There is a well-known ride in motorcycling circles called the “Four Corners of the USA” tour, in which bikers have 21 days to visit the four corners of the USA: San Ysidro, CA; Blaine, WA; Key West, FL; and Madawaska, Maine. This is the so-called “iron butt” tour. I will not be making this tour in this lifetime.
However, the good folks of Madawaska, Maine, having already built a lovely “Four Corners” Park in the center of their good city, decided that they could generate even more tourism dollars by promoting a “Four Corners of Maine” tour, open to the drivers of any motor vehicle, not just motorbikes. Participants visit Madawaska, of course (the northern corner), Grafton Notch State Park in the west, the Kittery Trading Post in Kittery (the southern tip of Maine), and — you guessed it! — the easternmost point of the state of Maine, Lubec. That’s what brings us here.
We traveled US202 through Augusta and picked up ME-3 east, which brought us to the lovely coastal town of Belfast. While you know any town is a tourist town if it sports shops named “The Purple Baboon” and “The Blue Alpaca” (I’m not making this up!), Belfast is nevertheless a really attractive little village, and unlike many similar villages in southern Maine, Belfast has not lost its working waterfront, giving it a historic kind of vibe and keeping the tourist aspect from getting out of hand.
We stopped for lunch at an excellent little spot on the main drag called “Traci’s Diner”. The food was great, and the inside is painted with outstanding Maine-oriented illustrations:
After lunch we walked down to the harbor, which is ringed by a lovely walking path. Here are some views of Belfast harbor:
This local business has an interesting facade:
We walked down to the working waterfront and took a look around the Front Street Shipyard, admiring the rigging they use to pull boats from the water.
Here are a couple of the boats sitting in the shipyard:
This photo was taken from the waterfront looking up the hill into town:
From Belfast, we picked up US1 north (the same US1 that you would take to Key West, Florida if you went south) and followed it to Bucksport, where we took the Narrows Bridge over the Penobscot River. This bridge demands your attention as the road is narrow and the bridge is really high!
These photos were taken from a pull-out just before you approach the bridge in Bucksport. About a half mile down the road, you can turn left into a parking area from which you can ascend the left tower of the bridge to the viewing platform at the top (you can just make out the viewing windows in the photo above). The view is said to be outstanding but we have never seen it. The photos below were taken at the same pull-out, looking downriver.
There are a number of nice views between Bucksport and Ellsworth on US1.
This is a view across Frenchman’s Bay to Mount Desert Island, with Cadillac Mountain just visible to the left of the tall trees in the center of the photo. There are a number of informative plaques posted here:
You see the term “rusticators” often in this part of the state, especially near Acadia National Park, and it refers to city folks who would come here for summer vacations in the late 1800s to “rough it” far from the luxuries and conveniences of Boston or New York. The Rockefeller family was one example of “rusticators”, who built beautiful carriage roads and bridges on Mount Desert Island to enjoy — and then donated all of it to lay the foundation for Acadia National Park.

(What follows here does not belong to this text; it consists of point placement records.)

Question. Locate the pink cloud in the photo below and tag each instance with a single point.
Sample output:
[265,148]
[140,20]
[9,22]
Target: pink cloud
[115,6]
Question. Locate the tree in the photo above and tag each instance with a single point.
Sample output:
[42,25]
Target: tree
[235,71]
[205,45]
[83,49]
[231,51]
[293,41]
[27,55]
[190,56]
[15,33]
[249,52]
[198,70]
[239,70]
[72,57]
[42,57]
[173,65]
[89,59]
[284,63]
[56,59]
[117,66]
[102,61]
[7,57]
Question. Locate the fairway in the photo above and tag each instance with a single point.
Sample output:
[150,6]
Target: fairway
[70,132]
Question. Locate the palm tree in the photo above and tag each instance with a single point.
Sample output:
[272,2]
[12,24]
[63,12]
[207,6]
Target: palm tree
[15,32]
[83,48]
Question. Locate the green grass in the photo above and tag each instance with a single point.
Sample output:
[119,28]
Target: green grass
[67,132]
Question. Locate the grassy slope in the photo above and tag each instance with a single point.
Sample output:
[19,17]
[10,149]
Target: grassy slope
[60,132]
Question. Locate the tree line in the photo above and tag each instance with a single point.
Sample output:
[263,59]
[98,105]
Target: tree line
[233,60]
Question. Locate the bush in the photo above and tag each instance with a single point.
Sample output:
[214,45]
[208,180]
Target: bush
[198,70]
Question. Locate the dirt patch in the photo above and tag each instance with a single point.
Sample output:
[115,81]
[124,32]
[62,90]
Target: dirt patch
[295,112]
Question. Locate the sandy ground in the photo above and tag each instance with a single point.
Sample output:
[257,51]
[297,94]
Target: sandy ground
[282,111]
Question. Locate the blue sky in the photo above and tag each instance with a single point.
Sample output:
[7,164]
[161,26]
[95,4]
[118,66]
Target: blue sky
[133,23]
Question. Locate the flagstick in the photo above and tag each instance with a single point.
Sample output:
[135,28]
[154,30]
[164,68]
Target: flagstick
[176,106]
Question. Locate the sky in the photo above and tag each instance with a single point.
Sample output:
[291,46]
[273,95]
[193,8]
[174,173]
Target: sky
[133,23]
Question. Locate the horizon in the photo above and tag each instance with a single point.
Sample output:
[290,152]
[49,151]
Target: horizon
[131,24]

Afternoon was pressing on as we made the slog through Ellsworth (always a tedious traverse, but somewhat less so today given that the high tourist season has passed), so we made haste east to Lubec, stopping only for gas. We are staying at the Peacock House Bed and Breakfast, arriving at 5PM, where the hosts provide a number of amenities including a very bright-sounding Yamaha grand piano (I know this because I tried it out with Debussy’s first Arabesque). Here are some shots of our room:
From Lubec it is only a couple of miles across the international bridge to Campobello Island in Canada and the vacation home of the Roosevelt family, of presidential fame. At 10AM the Roosevelt home offers “Tea with Eleanor”, a historical presentation enlivened by tea and ginger cookies, apparently something Eleanor Roosevelt always offered her guests. We hope to start our day there tomorrow and then go on, either to Eastport (home of Raye’s Mustard, the last stone-ground mustard factory in America!) or south to Quoddy Head State Park, which offers stunning ocean views of the “Bold Coast”. Or maybe both if time permits! We’ll fill you in tomorrow!